Distinctive cognitive impairments and a specific neurobehavioral syndrome are reported in 11 of 13 children who had failed to thrive on chloride-deficient formula during infancy. They were examined four to nine years later at the Division of Pediatric Neurology, UCLA School of Medicine, Los Angeles, CA and the Department of Neurology, Boston University School of Medicine, Boston, MA. All patients during infancy had developed symptoms of hypokalemic, hypochloremic metabolic alkalosis and/or growth deceleration, concurrently with their exposure to chloride-deficient Neo-Mull-Soy formula. Head circumference at follow-up was within normal limits, three children had hypotonia, two diffuse hyperreflexia, one had choreiform movements and one bilateral intention tremor. The EEG was abnormal in six, with paroxysmal discharges seen in five children. CT and MRI studies were normal. Intelligence was within the average range for 11 of the 13 children tested. All had a neurobehavioral syndrome consisting of a language disorder primarily involving articulation, word finding and naming; visual-motor and fine motor difficulties; and attention deficit disorder often featuring repetitive behaviors, withdrawal and “over-focus”. [1]

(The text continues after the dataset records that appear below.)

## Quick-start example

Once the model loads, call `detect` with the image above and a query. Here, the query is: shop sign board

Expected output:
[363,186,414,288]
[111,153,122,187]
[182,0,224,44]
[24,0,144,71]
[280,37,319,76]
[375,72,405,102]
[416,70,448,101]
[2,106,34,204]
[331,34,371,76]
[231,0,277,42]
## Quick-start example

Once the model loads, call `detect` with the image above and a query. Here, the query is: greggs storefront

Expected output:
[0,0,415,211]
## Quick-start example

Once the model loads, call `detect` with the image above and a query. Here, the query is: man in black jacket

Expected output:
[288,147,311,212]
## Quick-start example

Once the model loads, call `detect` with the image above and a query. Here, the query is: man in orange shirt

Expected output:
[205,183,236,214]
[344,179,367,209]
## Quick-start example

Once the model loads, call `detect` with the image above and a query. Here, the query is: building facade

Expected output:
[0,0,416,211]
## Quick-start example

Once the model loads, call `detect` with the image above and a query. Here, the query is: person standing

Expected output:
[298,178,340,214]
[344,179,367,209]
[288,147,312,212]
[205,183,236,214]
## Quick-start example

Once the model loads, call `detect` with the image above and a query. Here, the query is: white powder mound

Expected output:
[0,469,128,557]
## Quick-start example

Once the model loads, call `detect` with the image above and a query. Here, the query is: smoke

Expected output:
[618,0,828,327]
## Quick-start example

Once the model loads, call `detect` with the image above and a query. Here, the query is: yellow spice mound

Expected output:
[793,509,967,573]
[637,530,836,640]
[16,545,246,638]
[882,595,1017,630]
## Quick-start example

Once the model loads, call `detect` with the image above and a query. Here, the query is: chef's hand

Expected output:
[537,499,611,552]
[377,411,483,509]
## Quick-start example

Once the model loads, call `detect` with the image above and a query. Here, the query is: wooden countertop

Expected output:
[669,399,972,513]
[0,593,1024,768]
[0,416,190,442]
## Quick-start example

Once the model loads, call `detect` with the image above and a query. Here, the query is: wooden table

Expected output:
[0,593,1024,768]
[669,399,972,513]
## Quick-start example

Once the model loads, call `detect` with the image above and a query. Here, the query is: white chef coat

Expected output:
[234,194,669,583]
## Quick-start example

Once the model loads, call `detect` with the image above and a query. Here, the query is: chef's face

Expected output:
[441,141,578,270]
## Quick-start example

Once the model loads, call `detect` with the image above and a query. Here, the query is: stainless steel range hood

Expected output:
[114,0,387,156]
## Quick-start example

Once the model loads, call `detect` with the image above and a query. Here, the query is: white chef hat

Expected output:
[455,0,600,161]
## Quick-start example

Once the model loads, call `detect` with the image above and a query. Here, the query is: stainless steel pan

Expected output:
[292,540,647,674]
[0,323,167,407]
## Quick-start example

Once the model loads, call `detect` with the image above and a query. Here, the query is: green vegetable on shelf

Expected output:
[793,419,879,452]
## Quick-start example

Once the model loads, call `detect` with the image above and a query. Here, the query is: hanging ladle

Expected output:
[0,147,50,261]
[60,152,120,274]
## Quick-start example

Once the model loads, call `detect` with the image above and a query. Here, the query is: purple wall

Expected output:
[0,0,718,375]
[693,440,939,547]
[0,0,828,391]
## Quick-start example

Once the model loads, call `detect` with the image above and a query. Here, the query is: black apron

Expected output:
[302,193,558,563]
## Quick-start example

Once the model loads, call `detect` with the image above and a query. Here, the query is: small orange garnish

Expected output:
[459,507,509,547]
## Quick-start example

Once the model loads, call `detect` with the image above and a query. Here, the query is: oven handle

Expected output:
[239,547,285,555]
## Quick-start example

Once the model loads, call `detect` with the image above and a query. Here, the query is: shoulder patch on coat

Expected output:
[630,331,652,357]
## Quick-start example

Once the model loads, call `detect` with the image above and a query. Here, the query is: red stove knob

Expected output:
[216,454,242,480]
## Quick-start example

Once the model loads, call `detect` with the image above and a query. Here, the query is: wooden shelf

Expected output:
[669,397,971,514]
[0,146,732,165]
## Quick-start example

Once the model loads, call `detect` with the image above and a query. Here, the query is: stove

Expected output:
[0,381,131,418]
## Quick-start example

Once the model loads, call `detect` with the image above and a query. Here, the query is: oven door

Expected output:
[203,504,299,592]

COMMENT. A syndrome characterized by loss of appetite, failure to gain weight, muscular weakness, lethargy, vomiting and severe hypochloremic, hypokalemic, metabolic alkalosis has been described in infants fed chloride-deficient soy-based infant formulas. Clinical features resemble Bartter Syndrome, but the renal biopsy is normal and infants recover when dietary chloride supplements are provided. Previous follow-up reports have drawn attention to developmental delay [2] and the present study demonstrates specific cognitive, language and attentional deficits in later childhood.